Никаких последствий самобичевание не имело. Он поймал такси и отправился на две встречи: отдать сумму на укрепление отечественной госбезопасности и получить сведения у Образцова, обе прошли вне стен здания на улице Комсомольской.

— Волобуев вам говорил, какая обстановка во Львове? — спросил Николай, рассматривая щётки стеклоочистителей, размазывающие снег по лобовому стеклу.

— Ещё как. Говорит, там на каждом заборе пишут: «москаляку на гиляку». Или: «найкращий москаль — мэртвы москаль»[1].
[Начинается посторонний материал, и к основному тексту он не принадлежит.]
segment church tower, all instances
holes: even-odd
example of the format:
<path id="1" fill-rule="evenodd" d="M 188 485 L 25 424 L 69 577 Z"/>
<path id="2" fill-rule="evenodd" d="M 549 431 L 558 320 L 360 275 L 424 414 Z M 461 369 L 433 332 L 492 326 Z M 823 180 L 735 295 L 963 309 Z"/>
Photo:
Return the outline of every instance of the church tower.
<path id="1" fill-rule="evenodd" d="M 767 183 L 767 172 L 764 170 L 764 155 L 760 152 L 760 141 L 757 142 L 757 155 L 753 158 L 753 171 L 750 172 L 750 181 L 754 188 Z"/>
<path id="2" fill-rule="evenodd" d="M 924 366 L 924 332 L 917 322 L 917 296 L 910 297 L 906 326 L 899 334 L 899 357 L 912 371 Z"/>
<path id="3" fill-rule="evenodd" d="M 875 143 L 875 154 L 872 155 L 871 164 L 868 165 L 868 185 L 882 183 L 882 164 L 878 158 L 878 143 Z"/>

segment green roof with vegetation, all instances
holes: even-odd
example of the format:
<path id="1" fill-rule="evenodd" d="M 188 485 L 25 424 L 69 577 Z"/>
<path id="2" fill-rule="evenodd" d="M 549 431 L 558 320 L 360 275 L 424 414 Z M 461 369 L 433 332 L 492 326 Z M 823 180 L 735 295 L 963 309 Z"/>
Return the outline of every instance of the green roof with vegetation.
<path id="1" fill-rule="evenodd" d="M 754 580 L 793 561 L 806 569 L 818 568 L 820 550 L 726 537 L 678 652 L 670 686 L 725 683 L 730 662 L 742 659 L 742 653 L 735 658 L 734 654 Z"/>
— Преувеличивает. Но правильно делает. Львовщина ещё сильнее тяготеет к Польше, чем наша Западная Белоруссия. Как начались волнения и забастовки у поляков, украинские западенцы кричат: и у нас пора. Конечно, не все. Но много. Кто не согласен, помалкивает.

— Волобуев взялся сам нас сопровождать. Выгодное дело. Он числится в ансамбле вторым помощником худрука или администратора, рублей десять-двенадцать капает с каждого концерта. Ни за что не поверю, что полученные на гастролях рублики и зарплату в филармонии он сдаёт в кассу КГБ.

— А вот этого тебе знать не стоит. Есть пределы. Куда не просят — не лезь.

Пообщавшись с Сазоновым, очень щепетильно относившемся к вопросам денежным, Егор по нервной реакции Образцова понял: и в «пятаке» всё непросто.

— Ладно, спрошу о более насущном. Если известно о массовом недовольстве на Львовщине, что делаете вы?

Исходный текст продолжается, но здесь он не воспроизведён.